Mężczyzna chwycił mnie na kołnierz i zakładam, że wykorzystując resztki swoich sił podniósł mnie w górę.

- Teraz to ja góruję nad tobą. - uśmiechnąłem się lekko, co bardziej przypominało grymas bólu, aniżeli uśmiech.

- Zmieniłeś się Szymonie.
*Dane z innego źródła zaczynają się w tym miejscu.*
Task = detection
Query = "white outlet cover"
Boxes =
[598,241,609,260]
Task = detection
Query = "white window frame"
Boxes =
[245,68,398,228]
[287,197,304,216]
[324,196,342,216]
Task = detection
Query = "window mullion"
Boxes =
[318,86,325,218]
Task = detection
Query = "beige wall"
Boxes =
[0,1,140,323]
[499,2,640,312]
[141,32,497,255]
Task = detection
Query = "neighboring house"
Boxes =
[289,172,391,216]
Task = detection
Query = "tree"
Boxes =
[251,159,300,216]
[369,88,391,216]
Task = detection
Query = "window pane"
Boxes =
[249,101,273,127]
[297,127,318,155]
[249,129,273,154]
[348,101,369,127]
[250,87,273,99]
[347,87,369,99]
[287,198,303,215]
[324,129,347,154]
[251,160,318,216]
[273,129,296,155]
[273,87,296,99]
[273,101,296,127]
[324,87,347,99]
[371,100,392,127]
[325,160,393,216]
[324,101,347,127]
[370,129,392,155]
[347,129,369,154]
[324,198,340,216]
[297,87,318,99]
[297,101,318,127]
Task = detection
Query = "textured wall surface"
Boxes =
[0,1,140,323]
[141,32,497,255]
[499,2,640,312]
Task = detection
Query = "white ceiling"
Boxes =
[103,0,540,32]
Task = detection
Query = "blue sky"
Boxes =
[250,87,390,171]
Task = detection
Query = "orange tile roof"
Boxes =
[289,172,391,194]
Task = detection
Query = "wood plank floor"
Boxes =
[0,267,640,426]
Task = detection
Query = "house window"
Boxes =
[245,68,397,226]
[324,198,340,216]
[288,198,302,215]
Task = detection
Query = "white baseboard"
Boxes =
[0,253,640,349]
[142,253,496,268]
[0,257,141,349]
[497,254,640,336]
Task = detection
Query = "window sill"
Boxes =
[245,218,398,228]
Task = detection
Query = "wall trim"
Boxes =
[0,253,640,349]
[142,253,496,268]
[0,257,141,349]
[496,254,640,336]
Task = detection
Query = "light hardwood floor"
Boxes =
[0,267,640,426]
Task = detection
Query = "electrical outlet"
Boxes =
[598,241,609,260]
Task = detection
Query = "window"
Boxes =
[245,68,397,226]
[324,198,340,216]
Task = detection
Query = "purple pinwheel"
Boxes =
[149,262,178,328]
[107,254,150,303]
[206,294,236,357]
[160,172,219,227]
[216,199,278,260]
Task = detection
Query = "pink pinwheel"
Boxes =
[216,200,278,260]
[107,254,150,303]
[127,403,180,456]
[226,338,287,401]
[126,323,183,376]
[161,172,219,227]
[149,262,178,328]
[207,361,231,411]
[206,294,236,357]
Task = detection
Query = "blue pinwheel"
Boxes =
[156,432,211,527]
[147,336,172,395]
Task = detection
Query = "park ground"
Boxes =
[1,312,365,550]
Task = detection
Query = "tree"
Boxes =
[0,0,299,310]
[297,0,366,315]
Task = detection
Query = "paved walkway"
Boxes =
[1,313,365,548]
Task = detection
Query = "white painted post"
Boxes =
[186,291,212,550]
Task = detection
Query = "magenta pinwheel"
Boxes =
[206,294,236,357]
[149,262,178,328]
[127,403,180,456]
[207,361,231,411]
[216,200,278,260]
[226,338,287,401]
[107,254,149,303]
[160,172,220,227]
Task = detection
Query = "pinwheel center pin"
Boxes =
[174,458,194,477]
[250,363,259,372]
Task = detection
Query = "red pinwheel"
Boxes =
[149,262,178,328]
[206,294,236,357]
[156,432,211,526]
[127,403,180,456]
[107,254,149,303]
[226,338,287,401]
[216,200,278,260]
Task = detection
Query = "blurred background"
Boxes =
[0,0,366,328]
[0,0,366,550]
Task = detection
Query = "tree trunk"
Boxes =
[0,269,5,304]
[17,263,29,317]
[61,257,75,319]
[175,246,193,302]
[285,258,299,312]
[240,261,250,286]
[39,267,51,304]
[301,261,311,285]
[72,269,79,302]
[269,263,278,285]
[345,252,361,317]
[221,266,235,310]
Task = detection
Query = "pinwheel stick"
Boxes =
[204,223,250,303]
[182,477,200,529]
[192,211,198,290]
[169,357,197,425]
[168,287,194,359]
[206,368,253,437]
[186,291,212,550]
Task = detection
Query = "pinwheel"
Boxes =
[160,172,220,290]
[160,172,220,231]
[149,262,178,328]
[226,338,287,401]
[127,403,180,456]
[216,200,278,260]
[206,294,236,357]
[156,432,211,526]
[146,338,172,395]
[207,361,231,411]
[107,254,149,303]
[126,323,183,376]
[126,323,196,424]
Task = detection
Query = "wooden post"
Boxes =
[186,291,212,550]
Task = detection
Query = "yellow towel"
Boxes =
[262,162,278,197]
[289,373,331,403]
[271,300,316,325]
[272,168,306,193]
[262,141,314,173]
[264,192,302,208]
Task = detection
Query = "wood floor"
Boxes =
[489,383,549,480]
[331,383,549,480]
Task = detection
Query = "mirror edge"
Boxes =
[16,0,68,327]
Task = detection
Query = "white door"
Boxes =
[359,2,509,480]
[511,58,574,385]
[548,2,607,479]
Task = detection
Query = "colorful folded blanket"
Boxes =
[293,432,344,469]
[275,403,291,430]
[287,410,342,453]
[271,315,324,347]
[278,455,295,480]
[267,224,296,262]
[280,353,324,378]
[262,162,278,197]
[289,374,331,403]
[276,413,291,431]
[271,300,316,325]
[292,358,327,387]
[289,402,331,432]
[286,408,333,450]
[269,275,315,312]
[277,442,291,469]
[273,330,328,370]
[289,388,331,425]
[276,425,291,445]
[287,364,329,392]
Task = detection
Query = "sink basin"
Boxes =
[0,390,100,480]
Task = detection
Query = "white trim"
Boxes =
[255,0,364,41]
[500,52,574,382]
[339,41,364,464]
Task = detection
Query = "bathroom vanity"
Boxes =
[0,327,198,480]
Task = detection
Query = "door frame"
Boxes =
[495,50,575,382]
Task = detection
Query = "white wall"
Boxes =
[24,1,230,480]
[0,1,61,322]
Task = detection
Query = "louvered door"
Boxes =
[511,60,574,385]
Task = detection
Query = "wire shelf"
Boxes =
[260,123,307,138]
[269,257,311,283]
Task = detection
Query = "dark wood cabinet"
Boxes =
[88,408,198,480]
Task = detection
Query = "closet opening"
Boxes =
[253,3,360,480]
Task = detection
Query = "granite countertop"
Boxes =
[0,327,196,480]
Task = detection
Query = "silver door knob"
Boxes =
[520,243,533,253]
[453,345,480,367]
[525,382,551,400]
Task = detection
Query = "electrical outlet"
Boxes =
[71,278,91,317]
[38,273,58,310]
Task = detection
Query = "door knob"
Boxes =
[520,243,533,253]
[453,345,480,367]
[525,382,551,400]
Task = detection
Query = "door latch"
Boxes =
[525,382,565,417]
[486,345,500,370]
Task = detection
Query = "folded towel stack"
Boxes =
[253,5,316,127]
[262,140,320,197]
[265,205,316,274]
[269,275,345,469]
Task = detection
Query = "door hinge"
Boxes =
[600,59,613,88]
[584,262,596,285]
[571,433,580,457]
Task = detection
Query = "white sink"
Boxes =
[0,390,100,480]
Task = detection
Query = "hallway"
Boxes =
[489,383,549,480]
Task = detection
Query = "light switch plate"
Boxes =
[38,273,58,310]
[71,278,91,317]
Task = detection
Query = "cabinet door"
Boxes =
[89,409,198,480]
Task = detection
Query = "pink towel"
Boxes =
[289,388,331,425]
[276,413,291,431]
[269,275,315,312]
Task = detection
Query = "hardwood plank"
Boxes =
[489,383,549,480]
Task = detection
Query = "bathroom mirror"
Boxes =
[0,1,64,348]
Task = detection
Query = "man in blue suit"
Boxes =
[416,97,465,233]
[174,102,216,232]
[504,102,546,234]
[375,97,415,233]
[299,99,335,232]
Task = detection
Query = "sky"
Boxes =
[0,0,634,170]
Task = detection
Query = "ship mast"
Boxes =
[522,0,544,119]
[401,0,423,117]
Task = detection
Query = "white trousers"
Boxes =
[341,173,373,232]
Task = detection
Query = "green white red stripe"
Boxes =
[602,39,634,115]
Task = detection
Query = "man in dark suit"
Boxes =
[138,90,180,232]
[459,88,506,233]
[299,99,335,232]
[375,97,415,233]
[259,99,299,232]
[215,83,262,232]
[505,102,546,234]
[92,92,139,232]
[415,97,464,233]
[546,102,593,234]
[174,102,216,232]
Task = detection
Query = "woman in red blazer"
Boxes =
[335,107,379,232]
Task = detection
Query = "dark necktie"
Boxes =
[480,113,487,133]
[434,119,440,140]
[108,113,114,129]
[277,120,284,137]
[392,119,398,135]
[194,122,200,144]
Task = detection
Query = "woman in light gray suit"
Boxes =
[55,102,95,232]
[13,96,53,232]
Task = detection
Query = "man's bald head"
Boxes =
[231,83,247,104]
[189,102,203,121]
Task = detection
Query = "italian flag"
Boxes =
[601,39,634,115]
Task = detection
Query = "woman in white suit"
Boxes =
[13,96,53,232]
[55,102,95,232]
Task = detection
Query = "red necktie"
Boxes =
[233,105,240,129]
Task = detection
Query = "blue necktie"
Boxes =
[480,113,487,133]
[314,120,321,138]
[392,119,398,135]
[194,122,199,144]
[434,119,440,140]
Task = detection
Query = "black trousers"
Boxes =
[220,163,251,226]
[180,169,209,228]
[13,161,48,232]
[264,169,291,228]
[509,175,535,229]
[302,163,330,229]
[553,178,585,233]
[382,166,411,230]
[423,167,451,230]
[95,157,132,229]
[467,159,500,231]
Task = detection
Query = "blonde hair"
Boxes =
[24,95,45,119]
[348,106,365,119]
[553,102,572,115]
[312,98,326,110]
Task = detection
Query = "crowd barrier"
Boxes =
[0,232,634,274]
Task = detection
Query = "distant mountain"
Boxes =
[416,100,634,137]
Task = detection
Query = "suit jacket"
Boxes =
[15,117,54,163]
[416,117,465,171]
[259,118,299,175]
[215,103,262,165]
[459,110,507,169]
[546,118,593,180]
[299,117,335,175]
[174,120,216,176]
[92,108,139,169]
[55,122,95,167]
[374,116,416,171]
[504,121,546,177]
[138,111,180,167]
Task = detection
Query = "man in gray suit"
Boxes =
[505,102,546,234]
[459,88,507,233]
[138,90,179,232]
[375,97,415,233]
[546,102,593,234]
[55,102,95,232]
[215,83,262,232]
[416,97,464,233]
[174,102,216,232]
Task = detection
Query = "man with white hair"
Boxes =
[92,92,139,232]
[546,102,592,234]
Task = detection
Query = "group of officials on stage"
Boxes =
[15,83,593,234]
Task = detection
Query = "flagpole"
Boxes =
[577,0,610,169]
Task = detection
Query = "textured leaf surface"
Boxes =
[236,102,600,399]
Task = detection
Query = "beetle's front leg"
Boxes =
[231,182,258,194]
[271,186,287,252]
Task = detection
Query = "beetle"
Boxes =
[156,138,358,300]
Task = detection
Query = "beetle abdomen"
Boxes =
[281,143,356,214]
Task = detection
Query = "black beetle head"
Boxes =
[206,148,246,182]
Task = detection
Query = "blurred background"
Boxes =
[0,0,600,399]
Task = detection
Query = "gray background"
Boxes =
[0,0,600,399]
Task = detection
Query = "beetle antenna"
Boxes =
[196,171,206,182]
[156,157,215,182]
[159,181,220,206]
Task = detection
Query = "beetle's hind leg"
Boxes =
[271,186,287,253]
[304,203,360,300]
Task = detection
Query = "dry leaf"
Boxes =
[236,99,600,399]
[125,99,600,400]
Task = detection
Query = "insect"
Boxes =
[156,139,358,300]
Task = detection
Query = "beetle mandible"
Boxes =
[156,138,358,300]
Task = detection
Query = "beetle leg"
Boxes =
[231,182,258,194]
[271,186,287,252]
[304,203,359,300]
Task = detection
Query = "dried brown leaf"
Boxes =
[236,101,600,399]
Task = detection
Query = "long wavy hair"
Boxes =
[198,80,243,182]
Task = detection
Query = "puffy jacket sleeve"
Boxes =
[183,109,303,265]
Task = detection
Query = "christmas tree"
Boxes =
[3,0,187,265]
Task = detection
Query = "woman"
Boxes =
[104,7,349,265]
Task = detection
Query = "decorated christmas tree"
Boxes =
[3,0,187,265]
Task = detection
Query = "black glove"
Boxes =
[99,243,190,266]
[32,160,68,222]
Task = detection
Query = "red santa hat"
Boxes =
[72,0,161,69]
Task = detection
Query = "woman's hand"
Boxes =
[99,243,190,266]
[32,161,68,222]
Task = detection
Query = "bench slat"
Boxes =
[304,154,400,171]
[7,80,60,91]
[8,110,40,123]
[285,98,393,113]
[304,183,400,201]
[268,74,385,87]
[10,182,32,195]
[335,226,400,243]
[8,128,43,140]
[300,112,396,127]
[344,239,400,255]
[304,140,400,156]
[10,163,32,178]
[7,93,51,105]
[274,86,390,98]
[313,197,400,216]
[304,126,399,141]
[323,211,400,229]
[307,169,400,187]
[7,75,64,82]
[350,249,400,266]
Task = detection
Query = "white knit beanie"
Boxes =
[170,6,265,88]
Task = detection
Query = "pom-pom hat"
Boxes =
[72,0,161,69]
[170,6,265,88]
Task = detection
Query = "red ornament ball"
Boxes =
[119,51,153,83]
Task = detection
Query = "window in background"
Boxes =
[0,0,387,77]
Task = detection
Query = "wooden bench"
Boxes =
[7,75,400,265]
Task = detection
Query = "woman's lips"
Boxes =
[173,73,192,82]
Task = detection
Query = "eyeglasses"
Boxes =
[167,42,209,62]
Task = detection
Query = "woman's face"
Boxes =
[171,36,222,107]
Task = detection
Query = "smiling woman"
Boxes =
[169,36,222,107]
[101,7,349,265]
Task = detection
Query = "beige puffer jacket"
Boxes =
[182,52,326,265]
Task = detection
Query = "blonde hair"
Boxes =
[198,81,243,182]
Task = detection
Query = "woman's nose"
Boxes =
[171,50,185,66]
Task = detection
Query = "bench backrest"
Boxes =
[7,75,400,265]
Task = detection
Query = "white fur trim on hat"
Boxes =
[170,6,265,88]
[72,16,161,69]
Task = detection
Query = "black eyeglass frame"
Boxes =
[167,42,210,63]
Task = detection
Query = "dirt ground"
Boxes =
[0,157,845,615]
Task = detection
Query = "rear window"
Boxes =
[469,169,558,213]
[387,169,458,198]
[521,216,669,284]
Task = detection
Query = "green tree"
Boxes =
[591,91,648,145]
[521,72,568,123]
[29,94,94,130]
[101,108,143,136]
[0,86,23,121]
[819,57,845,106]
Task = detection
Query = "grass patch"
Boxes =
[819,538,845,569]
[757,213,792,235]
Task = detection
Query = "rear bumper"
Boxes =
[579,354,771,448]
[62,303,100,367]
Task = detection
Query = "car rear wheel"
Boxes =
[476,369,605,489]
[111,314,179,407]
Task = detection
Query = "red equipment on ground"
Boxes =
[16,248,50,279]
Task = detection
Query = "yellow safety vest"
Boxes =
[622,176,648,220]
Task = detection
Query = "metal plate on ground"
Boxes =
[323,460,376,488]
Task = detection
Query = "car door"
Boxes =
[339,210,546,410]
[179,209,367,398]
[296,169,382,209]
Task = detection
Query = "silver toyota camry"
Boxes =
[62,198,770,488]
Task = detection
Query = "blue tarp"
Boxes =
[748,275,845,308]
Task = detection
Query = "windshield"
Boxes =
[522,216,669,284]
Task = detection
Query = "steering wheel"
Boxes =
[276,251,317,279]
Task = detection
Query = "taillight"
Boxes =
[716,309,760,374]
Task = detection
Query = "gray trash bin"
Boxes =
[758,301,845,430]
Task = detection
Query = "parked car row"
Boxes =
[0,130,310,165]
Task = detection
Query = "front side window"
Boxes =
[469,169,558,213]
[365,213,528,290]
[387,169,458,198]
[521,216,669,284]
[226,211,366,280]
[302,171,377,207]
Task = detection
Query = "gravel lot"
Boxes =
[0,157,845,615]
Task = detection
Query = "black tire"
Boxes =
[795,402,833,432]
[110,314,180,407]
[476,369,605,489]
Nie do poznania.

- Chwila, znamy się?

- Znamy, aczkolwiek możesz mnie już nie pamiętać. W końcu widzieliśmy się zaledwie tylko trzy razy, gdy jeszcze miałem oba oczy.

Wtedy za jego plecami spostrzegłem dwóch policjantów z bronią. Poczułem się też słabiej, ale postanowiłem jeszcze zająć go rozmową, by załatwić gliną więcej czasu na podejście czy coś.

- Wujek Kazik?

- Nie, twój koszmar, który pojawiał się zawsze ilekroć działo się coś złego.

- A okej.

- Jak tam u Kamilki? Nie widziałem ją, odkąd zostawiłem ją ostatnio w lesie.

- Co? To przez ciebie jest w szpitalu na skraju załamania nerwowego czy światopoglądu?!

- Niby tak, po prostu chciałem zmienić jej tok myślenia. Chciałem mieć ją dla siebie, ale się nie udało. Wykorzystałem ją na tyle, ile mogłem. Powiem tyle: towar testowany.

- Jak mogłeś?

Postanowiłem dosłownie ostatnie resztki siły wykorzystać na cios. Zamachnąłem się i obiema nogami walnąłem go gwałtownie w brzuch. Puścił mnie na ziemię. Upadłem. Ostatnie, co usłyszałem to jego śmiech. Czysto psychopatyczny, aczkolwiek debilny śmiech.


A miało być to zwykłe potrącenie xd, ale przynajmniej jest ciekawiej chyba heh
Nie wnikajmy w tłumaczenie piosenki w mediach. Po prostu tak o i jest, żeby było fajniej.